Jewish History Blog
On January 10, 49 BCE, Julius Caesar crossed the Rubicon, signaling the start of civil war between his forces and those of the Roman who defiled the Holy of Holies.
Pompey was a talented, ruthless general for Rome. He was the first Roman leader to understand that Rome could not successfully control the Middle East if it did not control Judea. Even if Judea was merely a neutral independent it would serve as a wedge between the Northern Empire (Syria) and the Southern Empire (Egypt). Therefore, he looked for a way to get himself in power in Judea.
Ideally, he did not want to do it through war, because the Jews – the Hasmoneans/Maccabees – had a fearsome reputation. The Romans referred to the Jews as “porcupines.” Just as a porcupine is an animal that even great predators avoid, so too the Jews. Even if you ate it you would be sorry. The Jews had the reputation as difficult to fight in a war and impossible to govern. Moreover, the Romans viewed the Jews as “atheists” or “non-believers.” Anyone who was religious, in their world view, had a god that you could see. They could not comprehend an invisible God with a Temple that had no visible idol to worship.
Therefore, Pompey was not interested in going to war with the Jews or running their country. However, he did want to control them somehow.
In the year 64 BCE, Pompey appeared in Damascus. Warring factions of Jews sent representatives to convince the Roman to side with them and not their opponent. (The Sanhedrin, ever wary of allowing Rome in the door – and history would prove their caution warranted — sent a delegation saying that Rome’s intervention wasn’t needed.) Pompey listened and then took his time responding. In 63 BCE, he arrived in Jerusalem. The Jewish forces lead by Hyrcanus promptly withdrew. The forces of his opponent, Aristobulus, fought against Pompey and Hyrcanus. After two months, the Romans broke through and massacred some 12,000 of the Jews defending the Temple.
According to Josephus, Pompey stepped into the Holy of Holies, the innermost sanctum of the Temple. However, he did not take any booty or interrupt the services of the Temple. The next day he withdrew him army from the Temple Mount and returned it to the authority of the Jews.

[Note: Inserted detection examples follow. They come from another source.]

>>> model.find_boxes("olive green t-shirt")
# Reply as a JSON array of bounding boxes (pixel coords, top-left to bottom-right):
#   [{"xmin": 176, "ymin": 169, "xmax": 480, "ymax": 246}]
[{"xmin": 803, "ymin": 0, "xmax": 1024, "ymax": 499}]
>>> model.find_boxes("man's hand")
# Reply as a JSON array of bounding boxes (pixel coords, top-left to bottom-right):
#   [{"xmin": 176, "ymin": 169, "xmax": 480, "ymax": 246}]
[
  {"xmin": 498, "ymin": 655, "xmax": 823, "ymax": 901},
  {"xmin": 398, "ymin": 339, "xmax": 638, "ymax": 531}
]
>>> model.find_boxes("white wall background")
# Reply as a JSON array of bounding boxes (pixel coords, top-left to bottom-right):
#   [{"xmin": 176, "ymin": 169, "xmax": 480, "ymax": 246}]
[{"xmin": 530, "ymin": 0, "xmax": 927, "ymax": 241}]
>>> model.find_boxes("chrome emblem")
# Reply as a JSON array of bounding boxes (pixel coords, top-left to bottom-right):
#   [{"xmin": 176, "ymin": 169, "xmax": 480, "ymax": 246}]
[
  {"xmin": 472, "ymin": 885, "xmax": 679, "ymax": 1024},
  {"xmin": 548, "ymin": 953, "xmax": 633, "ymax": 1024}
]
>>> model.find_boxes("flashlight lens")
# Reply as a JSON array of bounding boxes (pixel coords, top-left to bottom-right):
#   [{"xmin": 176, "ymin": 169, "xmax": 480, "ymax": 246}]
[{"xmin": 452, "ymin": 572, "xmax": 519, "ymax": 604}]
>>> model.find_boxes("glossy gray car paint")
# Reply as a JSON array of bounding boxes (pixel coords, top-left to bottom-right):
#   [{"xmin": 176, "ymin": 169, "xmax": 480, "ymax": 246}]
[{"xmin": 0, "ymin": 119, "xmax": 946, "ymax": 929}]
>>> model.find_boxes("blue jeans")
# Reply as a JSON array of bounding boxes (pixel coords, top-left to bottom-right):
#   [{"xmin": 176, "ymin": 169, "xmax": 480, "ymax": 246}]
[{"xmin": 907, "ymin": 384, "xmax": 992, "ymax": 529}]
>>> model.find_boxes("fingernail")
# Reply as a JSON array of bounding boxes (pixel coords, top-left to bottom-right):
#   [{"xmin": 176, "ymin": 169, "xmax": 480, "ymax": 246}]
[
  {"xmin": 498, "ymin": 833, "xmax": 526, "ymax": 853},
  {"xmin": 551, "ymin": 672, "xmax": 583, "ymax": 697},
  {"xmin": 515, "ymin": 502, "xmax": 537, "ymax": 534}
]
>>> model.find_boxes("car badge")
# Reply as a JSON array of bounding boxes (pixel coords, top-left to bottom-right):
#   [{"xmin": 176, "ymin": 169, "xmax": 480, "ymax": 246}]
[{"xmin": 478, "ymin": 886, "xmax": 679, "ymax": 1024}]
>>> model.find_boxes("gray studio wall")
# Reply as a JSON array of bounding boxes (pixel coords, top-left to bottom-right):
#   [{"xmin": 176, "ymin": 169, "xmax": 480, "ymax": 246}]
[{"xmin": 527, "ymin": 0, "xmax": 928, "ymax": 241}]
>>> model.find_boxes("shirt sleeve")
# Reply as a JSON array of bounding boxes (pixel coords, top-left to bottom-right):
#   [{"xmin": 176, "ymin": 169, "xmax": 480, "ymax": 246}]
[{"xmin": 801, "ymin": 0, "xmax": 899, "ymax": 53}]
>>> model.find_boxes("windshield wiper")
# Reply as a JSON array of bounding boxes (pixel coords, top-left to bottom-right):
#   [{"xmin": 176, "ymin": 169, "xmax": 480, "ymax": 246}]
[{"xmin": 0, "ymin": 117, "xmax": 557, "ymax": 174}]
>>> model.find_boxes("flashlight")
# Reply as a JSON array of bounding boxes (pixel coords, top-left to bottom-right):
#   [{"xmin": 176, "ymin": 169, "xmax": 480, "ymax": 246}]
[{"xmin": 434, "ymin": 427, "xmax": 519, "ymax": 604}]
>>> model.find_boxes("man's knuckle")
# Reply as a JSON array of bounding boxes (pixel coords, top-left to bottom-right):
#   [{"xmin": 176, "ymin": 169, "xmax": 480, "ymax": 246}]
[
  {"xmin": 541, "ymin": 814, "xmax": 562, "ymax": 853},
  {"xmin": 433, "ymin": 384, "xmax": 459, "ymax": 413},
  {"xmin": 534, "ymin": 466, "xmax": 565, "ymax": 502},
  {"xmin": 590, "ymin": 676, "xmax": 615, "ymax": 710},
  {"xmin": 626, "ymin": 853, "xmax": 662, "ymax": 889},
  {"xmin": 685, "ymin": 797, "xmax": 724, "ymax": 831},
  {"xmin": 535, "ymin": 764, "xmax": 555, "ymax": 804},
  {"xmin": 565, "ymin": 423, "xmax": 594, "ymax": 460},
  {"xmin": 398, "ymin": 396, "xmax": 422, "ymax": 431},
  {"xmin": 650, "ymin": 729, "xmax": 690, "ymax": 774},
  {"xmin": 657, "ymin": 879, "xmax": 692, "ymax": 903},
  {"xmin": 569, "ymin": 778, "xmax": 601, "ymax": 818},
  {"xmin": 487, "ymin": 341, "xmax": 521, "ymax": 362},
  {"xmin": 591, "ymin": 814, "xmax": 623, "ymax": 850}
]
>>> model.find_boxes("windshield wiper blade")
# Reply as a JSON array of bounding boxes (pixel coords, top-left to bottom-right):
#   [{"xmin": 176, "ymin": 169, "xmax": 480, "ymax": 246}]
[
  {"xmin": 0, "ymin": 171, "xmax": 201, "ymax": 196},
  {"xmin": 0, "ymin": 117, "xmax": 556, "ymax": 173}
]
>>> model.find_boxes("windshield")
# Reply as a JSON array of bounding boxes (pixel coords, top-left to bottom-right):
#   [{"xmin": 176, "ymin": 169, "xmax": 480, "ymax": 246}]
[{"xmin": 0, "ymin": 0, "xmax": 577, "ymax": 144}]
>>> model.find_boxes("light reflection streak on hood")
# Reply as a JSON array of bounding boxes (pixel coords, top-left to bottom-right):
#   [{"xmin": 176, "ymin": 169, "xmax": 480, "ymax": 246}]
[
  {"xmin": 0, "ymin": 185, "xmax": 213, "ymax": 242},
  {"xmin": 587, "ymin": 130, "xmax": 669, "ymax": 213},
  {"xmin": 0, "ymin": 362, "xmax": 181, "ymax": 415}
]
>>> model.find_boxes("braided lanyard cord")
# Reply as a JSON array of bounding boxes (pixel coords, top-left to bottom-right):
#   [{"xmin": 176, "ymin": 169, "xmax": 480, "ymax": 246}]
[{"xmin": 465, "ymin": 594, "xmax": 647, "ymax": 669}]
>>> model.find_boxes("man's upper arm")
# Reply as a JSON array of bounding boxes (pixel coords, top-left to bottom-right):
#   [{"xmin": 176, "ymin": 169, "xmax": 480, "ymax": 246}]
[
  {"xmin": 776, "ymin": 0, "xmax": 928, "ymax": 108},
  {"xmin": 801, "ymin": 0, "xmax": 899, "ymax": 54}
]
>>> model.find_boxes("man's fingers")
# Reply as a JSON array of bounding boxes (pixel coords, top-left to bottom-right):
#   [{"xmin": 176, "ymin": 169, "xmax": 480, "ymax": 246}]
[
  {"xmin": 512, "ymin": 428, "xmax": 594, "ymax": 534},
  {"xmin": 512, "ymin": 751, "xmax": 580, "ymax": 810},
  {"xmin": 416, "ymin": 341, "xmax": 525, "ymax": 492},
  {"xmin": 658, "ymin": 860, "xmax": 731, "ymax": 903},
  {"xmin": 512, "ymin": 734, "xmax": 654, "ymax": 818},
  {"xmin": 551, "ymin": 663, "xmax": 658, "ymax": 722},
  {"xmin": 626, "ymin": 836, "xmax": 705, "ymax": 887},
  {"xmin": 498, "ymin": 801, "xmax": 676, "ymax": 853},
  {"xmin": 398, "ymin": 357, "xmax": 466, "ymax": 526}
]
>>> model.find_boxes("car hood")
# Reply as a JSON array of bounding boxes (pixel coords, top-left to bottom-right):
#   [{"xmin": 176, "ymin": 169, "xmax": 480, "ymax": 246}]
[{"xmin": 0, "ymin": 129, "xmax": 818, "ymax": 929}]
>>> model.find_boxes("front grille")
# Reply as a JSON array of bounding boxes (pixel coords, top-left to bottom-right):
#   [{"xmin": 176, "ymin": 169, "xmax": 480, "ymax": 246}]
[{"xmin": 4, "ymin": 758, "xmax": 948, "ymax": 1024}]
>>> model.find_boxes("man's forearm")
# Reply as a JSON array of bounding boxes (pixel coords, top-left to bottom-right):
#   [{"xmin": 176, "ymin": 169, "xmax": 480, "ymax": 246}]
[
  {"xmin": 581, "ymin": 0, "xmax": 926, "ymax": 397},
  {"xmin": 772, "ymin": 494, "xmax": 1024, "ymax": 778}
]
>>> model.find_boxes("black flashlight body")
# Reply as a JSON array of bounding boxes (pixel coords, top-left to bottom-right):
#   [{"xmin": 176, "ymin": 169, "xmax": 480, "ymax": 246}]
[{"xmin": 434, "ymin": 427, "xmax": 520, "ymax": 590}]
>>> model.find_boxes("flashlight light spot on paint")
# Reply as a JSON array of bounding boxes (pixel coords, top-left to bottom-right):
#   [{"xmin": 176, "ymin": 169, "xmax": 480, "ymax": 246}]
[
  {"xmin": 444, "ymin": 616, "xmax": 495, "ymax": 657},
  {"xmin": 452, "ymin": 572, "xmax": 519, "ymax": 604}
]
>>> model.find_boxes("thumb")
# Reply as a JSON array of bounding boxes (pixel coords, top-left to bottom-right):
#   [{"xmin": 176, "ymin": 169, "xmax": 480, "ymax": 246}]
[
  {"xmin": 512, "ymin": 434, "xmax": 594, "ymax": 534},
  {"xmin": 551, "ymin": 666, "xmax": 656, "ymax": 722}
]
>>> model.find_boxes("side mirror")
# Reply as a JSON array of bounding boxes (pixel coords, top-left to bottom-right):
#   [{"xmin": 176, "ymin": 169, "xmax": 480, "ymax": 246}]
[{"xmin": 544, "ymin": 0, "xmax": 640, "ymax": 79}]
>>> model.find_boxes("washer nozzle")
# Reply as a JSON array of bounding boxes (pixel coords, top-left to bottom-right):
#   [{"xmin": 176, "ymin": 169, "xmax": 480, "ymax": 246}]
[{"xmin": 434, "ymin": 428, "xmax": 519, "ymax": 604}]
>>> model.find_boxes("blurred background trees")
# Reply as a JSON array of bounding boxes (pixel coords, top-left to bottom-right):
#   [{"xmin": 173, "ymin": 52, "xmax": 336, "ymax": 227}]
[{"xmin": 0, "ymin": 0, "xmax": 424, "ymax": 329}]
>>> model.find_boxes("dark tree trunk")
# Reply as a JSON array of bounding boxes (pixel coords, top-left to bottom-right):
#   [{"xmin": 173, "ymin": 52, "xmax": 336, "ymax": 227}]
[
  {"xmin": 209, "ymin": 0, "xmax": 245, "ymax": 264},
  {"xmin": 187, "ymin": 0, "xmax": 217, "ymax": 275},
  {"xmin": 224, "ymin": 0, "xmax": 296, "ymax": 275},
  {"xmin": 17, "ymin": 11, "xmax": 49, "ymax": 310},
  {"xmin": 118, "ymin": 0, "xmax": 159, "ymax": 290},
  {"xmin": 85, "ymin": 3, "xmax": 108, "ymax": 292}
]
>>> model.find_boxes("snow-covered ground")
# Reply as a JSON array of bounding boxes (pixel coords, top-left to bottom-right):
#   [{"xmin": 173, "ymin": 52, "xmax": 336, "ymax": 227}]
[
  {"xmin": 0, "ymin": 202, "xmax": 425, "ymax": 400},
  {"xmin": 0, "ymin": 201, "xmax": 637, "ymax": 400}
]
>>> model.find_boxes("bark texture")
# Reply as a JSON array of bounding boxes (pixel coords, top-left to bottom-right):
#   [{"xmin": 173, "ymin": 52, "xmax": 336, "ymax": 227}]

Nevertheless, for all practical purposes, Judea was now under Roman domination.
His work done in Jerusalem, Pompey returned to Rome expecting to be made the Emperor. However, he had strong competition for the job. One of his competitors was Julius Caesar, who was a great general in his own right. He did in the West what Pompey had done in the East and subdued the peoples in what is today England, France and the Rhineland of Germany.
These two great Roman generals agreed that Rome would be run by a Triumvirate: Julius Caesar, Pompey and a third General, Crassus. However, the Triumvirate lasted only five years, leaving Pompey and Caesar jockeying for control.
The Senate of Rome backed Pompey, but Caesar boldly marched his army across the Rubicon, the famous river that marked the boundary between Italy proper to the south and its provinces to the north. Roman law forbade a Roman army to cross the river. In doing so, Caesar was committing an act of war. (That is why the popular idiom, “Crossing the Rubicon” means to pass a point of no return.)
As Caesar’s army entered Rome, Pompey and the Roman Senate fled for their lives. Caesar declared himself Emperor and pursued Pompey all the way to Egypt. Once there, he committed a rare tactical blunder and found himself besieged in Alexandria by Pompey’s army and its allies. Sorely in need of friends, he looked for any help that would extricate him from his dangerous situation.
Until that time, Hyrcanus had been an official ally of Pompey. However, he shrewdly switched sides and declared his allegiance to Caesar. He then committed over 3,000 Jewish soldiers to an expeditionary force that invaded Egypt and helped raise the siege of Alexandria.
Thus, when the Roman civil war ended in Julius Caesar’s complete victory Hyrcanus was in a fortuitous position. Indeed, Caesar showed the Jews his gratitude for their help. He revoked the harsh decrees and burdensome taxation imposed by Pompey. He also allowed the walls and fortifications of Jerusalem to be rebuilt and restored Jaffa as well as a number of other coastal cities to Jewish rule.
When Caesar was assassinated in 44 BCE, it was a cataclysmic event in the Roman Empire… and also worried the Jews: Would his successor be as positively disposed toward them? Tragically, that eventual successor, Marc Antony, gave power to a man whose rule was as antithetical to Jewish principles and ideals as imaginable. That man was Herod, a murderous, tyrant whose ways would eventually lead to the destruction of the Jewish commonwealth and the beginning of the long exile that Jews still find themselves in.